If sport in Jamaica is to flourish, federations will have to become efficient, revenue-generating entities. That is the vision of Christopher Samuda, president of the Jamaica Olympic Association (JOA). Speaking at the November 21 launch of the 15th Wesley Powell Track and Field Meet on the campus of Excelsior High School, Samuda said a key component of this vision encompasses the activation of the National Sports Council.

In a speech that presented a picture of the Jamaican sporting landscape in 2028, the

JOA president urged sporting bodies to embrace a business-centred approach to their affairs. "If we are serious about sport development, in 2028, our sport associations, federations, organisations, entities must by then be efficient business outfits; business outfits with corporate management structures which promote and embody a culture of good governance, performance, transparency and accountability, business outfits with a team of professionals. They must have the requisite coaching and administrative skills and expertise and the required vision, as well as the commitment to realise that vision; business outfits that are revenue-generating with decreased dependence on donors, sponsors, and the public purse," Samuda said.

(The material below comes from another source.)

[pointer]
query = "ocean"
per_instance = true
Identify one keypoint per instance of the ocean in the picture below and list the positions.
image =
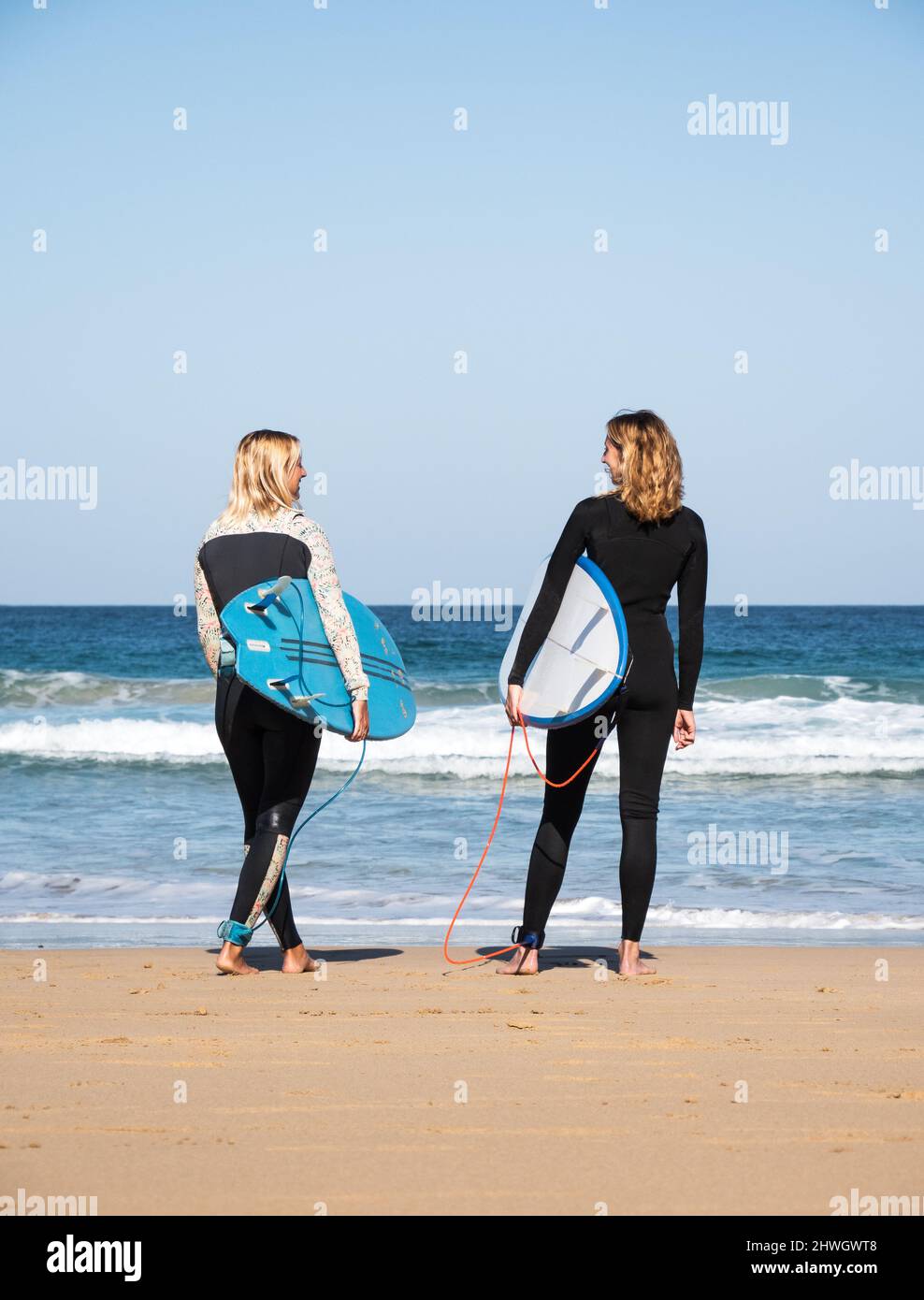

He said those organisations operate at the grassroots level and therefore, at that level, we've got to get it right".


Sports centres


He also foresees the development of what he called customised sport centres across the island. Samuda talked tough about personnel appointments for the parish and county centres he sees in Jamaica's future. "The wrong people cannot occupy the right jobs", he opined. "Get persons with the know-how to do the job and leave them to do it with performance driven targets by which they will be judged."

To support the point, he added, "Get rid of the 'drag-slippers people' who are dead slow or dead on the job, get rid of the profilers whose job is business as usual at the expense of progress and development."

In an engaging address to those present at the launch, he encouraged policymakers to enact the National Sports Policy. "That National Sports Policy will remain on paper and an artefact of history, if we do not give it life, relevance and currency," he offered. He believes that that could provide a framework for the functioning of a National Sports Council by 2028.

Sport, he posited, could rescue the youth of the country. "Is this not the vision we have for our youth, who are born into ready-made adverse circumstances sometimes, or who become victims of a visionless society, or who are self-inflicted victims".

In this regard, the sports centres, he suggested, would offer training in soft skills, self-esteem, relational management, civic pride and emotional intelligence.

Samuda praised the organisers of the meet for extending the vision of Powell, the late educator who founded Excelsior High School.

"Aston Wesley Powell heard the cry for upliftment through education," he noted respectfully. "Aston Wesley Powell felt the heart beat of generations yet born", he said, "and he breathed life into an institution so that you and I are the beneficiaries of his legacy."

The meet takes place at Excelsior on December 8.